In [58]:
import pandas as pd
import numpy as np  
from sklearn.metrics.pairwise import cosine_similarity
from scipy.stats import spearmanr

In [3]:
# Information about individual channels/hotels
data_lake_prd_314410_cz_canais = pd.read_csv('../data/lookups/data-lake-prd-314410.cz.canais.csv')
data_lake_prd_314410_cz_hoteis = pd.read_csv('../data/lookups/data-lake-prd-314410.cz.hoteis.csv')
data_lake_prd_314410_cz_cidades = pd.read_csv('../data/lookups/data-lake-prd-314410.cz.cidades.csv')

# List of hotel-channel combinations as of January 2025
hotel_city_chanel_combin_extract  = pd.read_csv('../data/other/hotel_city_chanel_combin_extract.csv')
hotel_city_chanel_combin_extract.dropna(inplace=True)
hotel_city_chanel_combin_extract.drop(columns=['Cidade_ID'], inplace=True)
hotel_city_chanel_combin_extract.drop_duplicates(inplace=True)

unique_hotels_lookupID = data_lake_prd_314410_cz_hoteis['Hotel_ID'].unique()
unique_chanels_lookupID = data_lake_prd_314410_cz_canais['Canal_ID'].unique()

In [4]:
hotel_city_chanel_combin_extract = hotel_city_chanel_combin_extract.merge(
    data_lake_prd_314410_cz_hoteis[['Hotel_ID', 'StatusHotel']],
    on='Hotel_ID',
    how='left'
)

hotel_city_chanel_combin_extract = hotel_city_chanel_combin_extract[ 
    (hotel_city_chanel_combin_extract['StatusHotel'] == '3. Ativo') | 
    (hotel_city_chanel_combin_extract['StatusHotel'] == '4. Inativo')]

hotel_city_chanel_combin_extract = hotel_city_chanel_combin_extract.drop(columns=['StatusHotel'])

hotel_city_chanel_combin_extract['Canal_ID'] = hotel_city_chanel_combin_extract['Canal_ID'].astype('int64')
hotel_city_chanel_combin_extract['Hotel_ID'] = hotel_city_chanel_combin_extract['Hotel_ID'].astype('int64')

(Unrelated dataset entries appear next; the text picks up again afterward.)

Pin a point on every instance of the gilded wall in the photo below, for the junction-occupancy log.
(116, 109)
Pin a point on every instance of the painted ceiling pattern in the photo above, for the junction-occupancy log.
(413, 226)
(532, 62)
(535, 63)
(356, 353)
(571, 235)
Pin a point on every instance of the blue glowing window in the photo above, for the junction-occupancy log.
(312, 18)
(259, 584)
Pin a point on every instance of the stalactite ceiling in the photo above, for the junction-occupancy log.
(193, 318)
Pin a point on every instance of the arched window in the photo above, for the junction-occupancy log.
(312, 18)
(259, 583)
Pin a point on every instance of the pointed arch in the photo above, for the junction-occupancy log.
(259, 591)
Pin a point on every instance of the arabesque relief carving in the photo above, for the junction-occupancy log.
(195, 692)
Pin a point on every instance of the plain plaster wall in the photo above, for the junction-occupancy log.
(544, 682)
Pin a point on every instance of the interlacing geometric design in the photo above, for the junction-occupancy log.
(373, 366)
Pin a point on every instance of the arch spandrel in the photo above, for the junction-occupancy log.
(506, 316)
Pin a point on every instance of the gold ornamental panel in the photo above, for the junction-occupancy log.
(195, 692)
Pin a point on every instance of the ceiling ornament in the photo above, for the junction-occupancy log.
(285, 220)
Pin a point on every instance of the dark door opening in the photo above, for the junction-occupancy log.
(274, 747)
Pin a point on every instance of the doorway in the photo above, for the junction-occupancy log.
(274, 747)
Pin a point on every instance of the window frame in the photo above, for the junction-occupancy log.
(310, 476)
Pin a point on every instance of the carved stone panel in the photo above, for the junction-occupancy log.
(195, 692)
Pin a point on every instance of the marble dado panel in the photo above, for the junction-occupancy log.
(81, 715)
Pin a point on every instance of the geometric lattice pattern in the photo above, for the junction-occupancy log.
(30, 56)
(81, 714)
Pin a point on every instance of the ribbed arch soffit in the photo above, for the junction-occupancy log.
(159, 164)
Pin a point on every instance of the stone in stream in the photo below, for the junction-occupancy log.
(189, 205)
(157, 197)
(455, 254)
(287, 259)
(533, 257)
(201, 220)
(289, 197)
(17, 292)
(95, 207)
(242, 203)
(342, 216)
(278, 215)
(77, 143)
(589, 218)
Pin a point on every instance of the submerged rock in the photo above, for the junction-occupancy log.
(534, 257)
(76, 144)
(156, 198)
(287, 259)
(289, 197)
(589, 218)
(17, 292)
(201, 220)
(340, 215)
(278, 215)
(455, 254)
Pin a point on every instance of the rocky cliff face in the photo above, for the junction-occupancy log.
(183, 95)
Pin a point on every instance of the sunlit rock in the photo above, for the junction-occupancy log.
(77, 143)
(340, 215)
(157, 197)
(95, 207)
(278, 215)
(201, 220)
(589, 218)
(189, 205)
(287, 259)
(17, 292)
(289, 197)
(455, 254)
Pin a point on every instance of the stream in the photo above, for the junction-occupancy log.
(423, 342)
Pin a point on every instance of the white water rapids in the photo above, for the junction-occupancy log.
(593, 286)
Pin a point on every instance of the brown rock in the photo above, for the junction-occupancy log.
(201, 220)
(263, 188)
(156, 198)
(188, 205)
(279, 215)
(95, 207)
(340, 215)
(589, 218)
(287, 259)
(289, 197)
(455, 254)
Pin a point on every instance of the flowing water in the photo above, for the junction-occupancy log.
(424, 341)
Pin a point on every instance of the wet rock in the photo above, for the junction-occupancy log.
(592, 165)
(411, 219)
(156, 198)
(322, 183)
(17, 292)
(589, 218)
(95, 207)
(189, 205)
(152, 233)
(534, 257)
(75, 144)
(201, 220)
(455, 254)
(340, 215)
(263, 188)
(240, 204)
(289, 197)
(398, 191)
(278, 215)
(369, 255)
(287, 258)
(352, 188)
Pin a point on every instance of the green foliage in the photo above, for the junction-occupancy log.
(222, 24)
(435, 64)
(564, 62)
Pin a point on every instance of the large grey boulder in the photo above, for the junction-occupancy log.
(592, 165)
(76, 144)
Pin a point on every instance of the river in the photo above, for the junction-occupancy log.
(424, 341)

hotel_city_chanel_combin_extract = hotel_city_chanel_combin_extract[
    hotel_city_chanel_combin_extract['Hotel_ID'].isin(unique_hotels_lookupID)
]

hotel_city_chanel_combin_extract = hotel_city_chanel_combin_extract[
    hotel_city_chanel_combin_extract['Canal_ID'].isin(unique_chanels_lookupID)
]


In [5]:
# Pivot the table
pivot_table = hotel_city_chanel_combin_extract.pivot_table(index='Hotel_ID', columns='Canal_ID', aggfunc='size', fill_value=0)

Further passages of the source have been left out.